Emily A. Arnold is an associate professor in the Center for AIDS Prevention Studies, Department of Medicine, University of California San Francisco (UCSF).
Shannon Fuller is an analyst in the Center for AIDS Prevention Studies, Department of Medicine, UCSF.
Health Aff (Millwood). 2018 Sep;37(9):1450-1456. doi: 10.1377/hlthaff.2018.0414.
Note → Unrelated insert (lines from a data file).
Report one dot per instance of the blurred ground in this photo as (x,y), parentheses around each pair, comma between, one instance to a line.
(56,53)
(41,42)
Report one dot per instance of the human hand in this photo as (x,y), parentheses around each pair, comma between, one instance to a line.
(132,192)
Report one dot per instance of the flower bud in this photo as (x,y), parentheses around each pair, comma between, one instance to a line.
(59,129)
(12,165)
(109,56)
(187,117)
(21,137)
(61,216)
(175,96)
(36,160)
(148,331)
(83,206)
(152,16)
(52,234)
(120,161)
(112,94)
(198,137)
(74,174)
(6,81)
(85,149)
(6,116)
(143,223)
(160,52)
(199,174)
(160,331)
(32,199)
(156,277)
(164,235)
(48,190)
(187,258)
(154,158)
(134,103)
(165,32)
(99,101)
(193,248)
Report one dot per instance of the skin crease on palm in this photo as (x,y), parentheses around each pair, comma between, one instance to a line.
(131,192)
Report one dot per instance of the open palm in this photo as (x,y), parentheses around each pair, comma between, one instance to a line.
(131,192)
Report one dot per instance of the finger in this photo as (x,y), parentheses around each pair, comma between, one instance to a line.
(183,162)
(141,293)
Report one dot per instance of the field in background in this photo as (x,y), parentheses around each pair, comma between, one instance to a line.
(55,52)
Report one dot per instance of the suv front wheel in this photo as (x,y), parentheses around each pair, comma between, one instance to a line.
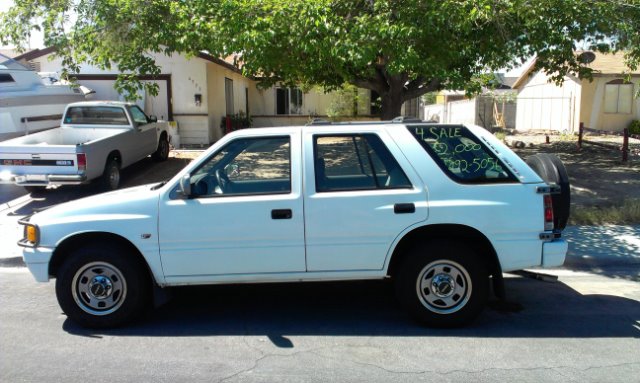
(443,284)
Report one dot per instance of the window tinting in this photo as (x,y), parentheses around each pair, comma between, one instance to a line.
(244,167)
(96,115)
(356,162)
(461,154)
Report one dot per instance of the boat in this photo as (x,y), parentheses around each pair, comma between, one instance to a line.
(27,103)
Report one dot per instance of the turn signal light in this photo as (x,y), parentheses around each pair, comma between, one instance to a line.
(31,234)
(548,212)
(82,162)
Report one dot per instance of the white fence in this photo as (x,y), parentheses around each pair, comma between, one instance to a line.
(548,113)
(482,111)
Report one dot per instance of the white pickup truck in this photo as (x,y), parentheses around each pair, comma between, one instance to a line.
(95,140)
(442,210)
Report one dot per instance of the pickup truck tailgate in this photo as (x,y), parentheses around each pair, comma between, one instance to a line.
(38,166)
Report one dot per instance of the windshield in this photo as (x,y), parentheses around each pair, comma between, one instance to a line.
(9,63)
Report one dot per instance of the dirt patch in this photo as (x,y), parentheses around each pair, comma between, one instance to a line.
(598,176)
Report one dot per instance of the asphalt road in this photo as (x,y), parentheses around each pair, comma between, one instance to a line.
(585,328)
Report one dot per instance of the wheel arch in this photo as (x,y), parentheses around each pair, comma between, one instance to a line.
(453,232)
(77,240)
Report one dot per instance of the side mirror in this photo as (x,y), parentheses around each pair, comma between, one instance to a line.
(185,186)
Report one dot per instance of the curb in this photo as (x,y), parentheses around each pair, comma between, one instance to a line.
(12,262)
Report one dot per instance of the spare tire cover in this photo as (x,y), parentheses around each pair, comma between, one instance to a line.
(551,169)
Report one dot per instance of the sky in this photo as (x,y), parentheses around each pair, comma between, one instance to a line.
(36,36)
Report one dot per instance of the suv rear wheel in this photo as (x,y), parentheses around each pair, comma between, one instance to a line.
(443,284)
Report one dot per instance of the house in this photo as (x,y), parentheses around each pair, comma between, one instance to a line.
(494,107)
(197,92)
(606,103)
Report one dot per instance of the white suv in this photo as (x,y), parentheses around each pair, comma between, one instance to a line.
(443,210)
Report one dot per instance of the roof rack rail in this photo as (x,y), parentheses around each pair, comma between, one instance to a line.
(319,121)
(397,120)
(406,119)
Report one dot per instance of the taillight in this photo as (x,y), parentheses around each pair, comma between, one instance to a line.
(82,162)
(548,212)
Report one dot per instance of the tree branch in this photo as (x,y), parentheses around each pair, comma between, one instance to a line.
(415,89)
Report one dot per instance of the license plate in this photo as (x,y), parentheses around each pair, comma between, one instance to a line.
(36,177)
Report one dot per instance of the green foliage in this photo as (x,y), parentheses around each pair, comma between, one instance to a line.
(430,98)
(627,214)
(400,49)
(345,102)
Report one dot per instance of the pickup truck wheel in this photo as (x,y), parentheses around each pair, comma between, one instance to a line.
(111,175)
(162,153)
(444,284)
(102,287)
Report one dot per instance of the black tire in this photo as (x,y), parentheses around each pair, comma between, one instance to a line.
(551,169)
(443,284)
(162,152)
(102,286)
(111,176)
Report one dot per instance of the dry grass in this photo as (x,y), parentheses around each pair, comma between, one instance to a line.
(626,214)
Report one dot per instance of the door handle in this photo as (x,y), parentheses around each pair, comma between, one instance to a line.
(404,208)
(281,214)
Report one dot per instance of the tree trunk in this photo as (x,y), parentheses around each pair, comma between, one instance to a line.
(392,101)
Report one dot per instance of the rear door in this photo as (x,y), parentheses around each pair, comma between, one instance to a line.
(361,193)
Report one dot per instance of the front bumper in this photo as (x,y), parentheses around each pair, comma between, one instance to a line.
(554,253)
(37,261)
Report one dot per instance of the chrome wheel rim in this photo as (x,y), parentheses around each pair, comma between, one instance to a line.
(99,288)
(444,286)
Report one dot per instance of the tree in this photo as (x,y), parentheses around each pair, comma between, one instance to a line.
(400,49)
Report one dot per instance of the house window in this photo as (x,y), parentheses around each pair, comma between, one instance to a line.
(288,101)
(618,97)
(228,94)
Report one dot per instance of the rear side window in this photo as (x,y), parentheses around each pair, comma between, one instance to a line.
(460,154)
(96,115)
(356,162)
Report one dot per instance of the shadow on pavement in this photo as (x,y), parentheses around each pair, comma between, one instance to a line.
(612,251)
(548,310)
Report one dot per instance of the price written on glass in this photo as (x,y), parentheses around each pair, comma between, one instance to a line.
(450,145)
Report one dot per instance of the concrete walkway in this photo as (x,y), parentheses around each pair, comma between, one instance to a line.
(611,250)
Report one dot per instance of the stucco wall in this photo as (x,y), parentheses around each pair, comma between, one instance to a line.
(593,115)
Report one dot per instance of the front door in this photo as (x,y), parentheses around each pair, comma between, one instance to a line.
(361,194)
(245,214)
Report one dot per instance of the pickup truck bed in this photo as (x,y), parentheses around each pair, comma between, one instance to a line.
(82,148)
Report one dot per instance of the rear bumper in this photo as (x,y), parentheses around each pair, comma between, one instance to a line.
(43,179)
(554,253)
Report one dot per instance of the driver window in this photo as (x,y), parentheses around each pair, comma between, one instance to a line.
(138,116)
(246,167)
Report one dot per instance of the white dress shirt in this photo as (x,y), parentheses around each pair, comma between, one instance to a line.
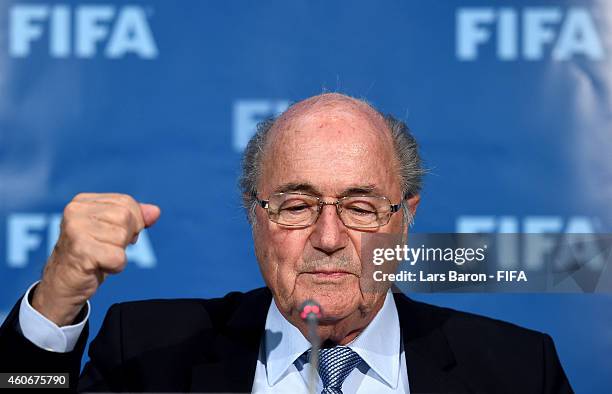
(279,367)
(43,332)
(281,370)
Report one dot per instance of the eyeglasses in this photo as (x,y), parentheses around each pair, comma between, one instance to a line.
(303,210)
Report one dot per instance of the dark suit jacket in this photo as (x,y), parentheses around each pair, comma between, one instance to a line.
(212,346)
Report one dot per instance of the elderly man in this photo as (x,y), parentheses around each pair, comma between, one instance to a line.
(316,182)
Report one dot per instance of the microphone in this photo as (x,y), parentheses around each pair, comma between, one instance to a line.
(311,313)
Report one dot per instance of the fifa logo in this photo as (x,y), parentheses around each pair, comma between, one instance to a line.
(83,31)
(531,34)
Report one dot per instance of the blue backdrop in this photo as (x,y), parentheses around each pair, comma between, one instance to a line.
(510,101)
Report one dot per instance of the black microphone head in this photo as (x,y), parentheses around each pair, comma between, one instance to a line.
(311,310)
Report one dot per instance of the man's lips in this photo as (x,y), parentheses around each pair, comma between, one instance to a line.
(329,274)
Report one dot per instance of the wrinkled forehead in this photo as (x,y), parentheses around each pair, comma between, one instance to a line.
(333,149)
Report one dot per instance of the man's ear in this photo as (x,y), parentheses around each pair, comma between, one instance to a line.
(413,203)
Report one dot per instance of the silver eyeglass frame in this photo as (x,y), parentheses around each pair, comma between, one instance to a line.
(265,204)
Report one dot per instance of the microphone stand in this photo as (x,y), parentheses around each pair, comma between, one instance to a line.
(311,312)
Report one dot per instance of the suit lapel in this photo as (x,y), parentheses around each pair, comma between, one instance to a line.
(429,359)
(230,366)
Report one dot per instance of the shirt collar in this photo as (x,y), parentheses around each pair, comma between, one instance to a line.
(378,345)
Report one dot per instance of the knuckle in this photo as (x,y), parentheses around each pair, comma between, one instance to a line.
(123,234)
(71,209)
(126,199)
(116,258)
(122,215)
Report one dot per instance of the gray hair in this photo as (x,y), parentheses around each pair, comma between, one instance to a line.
(411,171)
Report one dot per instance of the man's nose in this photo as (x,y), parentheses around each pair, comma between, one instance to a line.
(329,233)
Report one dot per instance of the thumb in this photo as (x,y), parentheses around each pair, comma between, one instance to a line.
(150,214)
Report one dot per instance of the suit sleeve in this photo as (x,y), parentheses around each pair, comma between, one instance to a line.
(105,370)
(555,381)
(18,354)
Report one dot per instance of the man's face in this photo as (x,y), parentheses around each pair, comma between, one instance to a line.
(330,154)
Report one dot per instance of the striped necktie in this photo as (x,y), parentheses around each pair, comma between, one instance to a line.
(335,364)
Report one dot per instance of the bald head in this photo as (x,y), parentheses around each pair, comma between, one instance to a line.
(330,125)
(330,105)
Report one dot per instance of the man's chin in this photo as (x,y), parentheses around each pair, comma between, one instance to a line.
(338,297)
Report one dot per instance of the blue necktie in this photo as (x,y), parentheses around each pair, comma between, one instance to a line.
(335,364)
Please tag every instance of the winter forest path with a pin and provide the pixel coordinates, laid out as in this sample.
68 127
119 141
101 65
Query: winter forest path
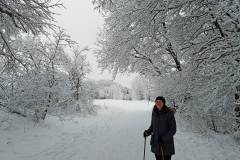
114 134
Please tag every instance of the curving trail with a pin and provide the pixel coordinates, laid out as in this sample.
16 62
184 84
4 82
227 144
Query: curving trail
114 134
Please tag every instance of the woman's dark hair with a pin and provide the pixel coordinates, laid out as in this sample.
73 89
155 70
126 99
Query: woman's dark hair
165 108
162 99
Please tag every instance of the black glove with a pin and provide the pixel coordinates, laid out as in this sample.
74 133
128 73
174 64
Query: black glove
146 133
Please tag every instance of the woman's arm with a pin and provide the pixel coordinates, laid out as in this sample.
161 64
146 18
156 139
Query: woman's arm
172 124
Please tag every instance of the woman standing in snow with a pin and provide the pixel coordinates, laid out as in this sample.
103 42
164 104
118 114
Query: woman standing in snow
162 130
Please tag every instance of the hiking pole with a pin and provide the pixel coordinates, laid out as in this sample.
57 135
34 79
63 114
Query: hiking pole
144 148
162 152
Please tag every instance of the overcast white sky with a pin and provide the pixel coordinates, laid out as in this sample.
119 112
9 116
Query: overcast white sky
83 23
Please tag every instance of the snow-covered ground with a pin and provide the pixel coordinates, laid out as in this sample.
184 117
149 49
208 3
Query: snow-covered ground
114 134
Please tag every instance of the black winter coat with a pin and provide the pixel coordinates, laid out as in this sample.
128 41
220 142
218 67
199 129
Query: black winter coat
162 129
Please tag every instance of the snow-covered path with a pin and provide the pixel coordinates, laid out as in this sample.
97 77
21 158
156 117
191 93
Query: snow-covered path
114 134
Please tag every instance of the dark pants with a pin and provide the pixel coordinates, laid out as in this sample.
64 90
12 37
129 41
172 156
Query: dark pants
159 157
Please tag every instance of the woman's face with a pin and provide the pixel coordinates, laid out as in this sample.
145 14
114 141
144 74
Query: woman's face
159 104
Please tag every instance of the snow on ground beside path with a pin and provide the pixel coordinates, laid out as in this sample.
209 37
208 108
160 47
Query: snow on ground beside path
114 134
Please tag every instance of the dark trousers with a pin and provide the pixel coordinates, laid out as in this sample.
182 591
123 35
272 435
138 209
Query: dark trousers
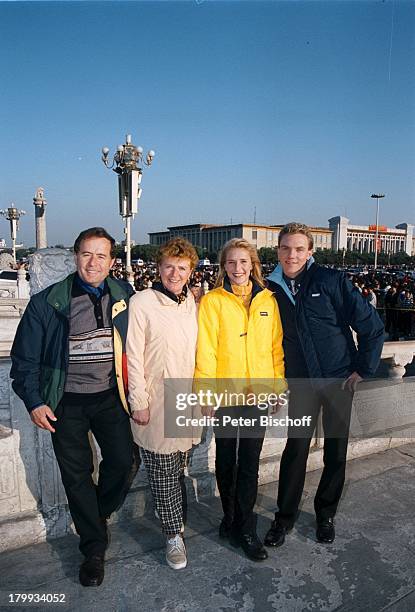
336 405
103 414
237 463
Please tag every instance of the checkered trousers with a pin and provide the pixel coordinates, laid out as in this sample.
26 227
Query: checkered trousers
164 474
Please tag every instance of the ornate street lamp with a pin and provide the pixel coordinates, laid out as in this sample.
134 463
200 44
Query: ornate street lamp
378 196
128 161
13 215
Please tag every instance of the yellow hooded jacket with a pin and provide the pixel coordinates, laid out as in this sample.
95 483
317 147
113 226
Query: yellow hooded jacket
232 345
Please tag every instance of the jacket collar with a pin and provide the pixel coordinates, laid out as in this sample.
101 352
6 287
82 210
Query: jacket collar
179 299
59 297
228 287
276 277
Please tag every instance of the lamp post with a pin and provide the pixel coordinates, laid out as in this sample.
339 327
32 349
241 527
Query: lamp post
128 161
378 196
13 215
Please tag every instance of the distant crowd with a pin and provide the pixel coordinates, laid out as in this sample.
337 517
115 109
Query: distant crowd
390 290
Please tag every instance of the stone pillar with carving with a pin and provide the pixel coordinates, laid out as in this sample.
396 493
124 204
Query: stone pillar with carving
40 218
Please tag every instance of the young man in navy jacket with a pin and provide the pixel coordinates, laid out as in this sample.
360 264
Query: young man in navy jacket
319 307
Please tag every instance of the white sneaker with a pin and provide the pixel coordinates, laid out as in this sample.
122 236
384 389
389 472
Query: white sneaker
176 552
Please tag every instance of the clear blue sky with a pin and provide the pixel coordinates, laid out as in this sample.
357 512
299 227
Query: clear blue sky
301 109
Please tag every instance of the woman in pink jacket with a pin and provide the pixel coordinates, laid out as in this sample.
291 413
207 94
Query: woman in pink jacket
161 344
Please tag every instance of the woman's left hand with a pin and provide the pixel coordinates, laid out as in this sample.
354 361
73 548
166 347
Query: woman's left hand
141 417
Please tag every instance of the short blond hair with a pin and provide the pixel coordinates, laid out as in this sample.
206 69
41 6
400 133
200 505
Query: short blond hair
240 243
178 247
297 228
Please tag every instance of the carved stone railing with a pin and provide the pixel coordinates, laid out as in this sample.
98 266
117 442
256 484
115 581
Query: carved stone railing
397 355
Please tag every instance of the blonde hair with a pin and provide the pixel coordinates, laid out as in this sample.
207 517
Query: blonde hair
240 243
178 247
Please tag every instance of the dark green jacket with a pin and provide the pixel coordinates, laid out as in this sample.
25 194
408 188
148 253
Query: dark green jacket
40 351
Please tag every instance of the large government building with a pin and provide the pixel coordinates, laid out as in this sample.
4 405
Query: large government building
338 235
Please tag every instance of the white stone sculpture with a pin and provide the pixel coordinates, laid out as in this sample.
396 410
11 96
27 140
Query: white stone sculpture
6 261
48 266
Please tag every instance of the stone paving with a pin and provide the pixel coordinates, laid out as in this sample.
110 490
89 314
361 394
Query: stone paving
370 567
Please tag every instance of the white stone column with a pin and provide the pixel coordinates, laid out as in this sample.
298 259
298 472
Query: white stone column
40 219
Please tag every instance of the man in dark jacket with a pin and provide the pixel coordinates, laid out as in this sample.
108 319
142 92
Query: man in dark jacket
319 307
67 367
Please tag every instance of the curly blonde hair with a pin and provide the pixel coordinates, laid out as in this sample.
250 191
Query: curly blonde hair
240 243
178 247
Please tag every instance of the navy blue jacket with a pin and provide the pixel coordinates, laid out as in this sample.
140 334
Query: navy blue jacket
40 350
326 307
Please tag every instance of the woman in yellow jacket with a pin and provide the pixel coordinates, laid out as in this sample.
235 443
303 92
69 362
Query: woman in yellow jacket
239 339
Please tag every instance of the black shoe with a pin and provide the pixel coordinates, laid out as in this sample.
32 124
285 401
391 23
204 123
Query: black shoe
325 531
225 528
251 545
91 572
276 534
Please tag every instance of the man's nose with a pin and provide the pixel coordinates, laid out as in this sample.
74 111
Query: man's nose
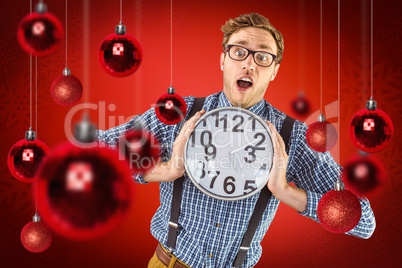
248 63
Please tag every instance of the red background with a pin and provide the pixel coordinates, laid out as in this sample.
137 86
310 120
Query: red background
292 240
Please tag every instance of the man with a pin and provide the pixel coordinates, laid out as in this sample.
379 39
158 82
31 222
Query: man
210 231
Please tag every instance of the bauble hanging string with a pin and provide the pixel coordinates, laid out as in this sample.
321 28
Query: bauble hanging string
301 105
321 136
40 33
140 148
371 129
171 107
339 210
120 54
26 155
66 89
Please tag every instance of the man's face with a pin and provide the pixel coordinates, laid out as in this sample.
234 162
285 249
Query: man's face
255 39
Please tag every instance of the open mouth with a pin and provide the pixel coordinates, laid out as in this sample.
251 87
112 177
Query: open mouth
244 84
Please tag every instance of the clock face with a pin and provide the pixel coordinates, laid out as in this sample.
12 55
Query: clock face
229 155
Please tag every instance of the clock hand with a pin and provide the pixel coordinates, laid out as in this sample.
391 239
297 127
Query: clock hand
238 149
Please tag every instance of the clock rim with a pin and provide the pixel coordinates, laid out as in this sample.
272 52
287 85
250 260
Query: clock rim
193 181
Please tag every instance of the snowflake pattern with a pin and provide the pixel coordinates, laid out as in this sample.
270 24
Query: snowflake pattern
390 25
15 102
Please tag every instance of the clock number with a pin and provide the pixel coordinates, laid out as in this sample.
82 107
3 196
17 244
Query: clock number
214 178
216 114
247 186
225 122
254 148
236 127
228 183
253 122
224 119
210 155
198 170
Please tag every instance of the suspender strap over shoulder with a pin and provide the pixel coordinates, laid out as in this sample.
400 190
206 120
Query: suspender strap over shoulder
178 189
262 202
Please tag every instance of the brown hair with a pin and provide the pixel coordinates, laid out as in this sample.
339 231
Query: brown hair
252 20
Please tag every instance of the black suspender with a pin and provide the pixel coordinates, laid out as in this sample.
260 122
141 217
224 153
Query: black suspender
177 190
259 209
262 202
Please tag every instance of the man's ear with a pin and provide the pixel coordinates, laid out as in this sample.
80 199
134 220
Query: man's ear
275 72
222 60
While Medicaid eligibility expansion created health care access for millions in California, its impact on people living with HIV has been more nuanced. Newly covered people living with HIV who have behavioral health care needs now must navigate separate mental health and substance use care systems, instead of receiving them in integrated care settings as they had under the Ryan White HIV/AIDS Program. We conducted forty-seven interviews in the period April 2015-June 2016 to examine the impact of Medicaid expansion on people living with HIV in California who had behavioral health care needs. California's historical division in its Medicaid funding streams created challenges in determining which payer should cover clients' behavioral health care. Compounding these challenges were a perceived lack of cultural competence for serving this population, insufficient infrastructure to facilitate continuity of care, and unmet need for nonmedical supportive services. The multipayer model under health reform has compromised the administrative simplicity and integrated delivery of HIV and behavioral health services previously available to uninsured patients through the Ryan White HIV/AIDS Program.
虽然医疗补助计划的扩大为加利福尼亚州的数百万人提供了医疗保健服务,但它对艾滋病毒感染者的影响更为复杂。新获得医疗补助计划覆盖的艾滋病毒感染者如果有心理健康护理需求,现在必须在单独的心理健康和药物使用护理系统中进行治疗,而不是像在瑞安·怀特艾滋病计划下那样在综合护理环境中接受治疗。我们在 2015 年 4 月至 2016 年 6 月期间进行了 47 次访谈,以研究医疗补助计划扩大对加利福尼亚州有心理健康护理需求的艾滋病毒感染者的影响。加利福尼亚州在医疗补助资金流方面的历史划分,给确定哪个支付方应该支付客户的心理健康护理费用带来了挑战。更糟糕的是,人们认为针对这一人群的文化能力不足,没有足够的基础设施来促进护理的连续性,以及非医疗支持服务的需求未得到满足。医疗改革下的多支付方模式破坏了以前通过瑞安·怀特艾滋病计划为未参保患者提供的艾滋病毒和心理健康服务的行政简化和综合提供。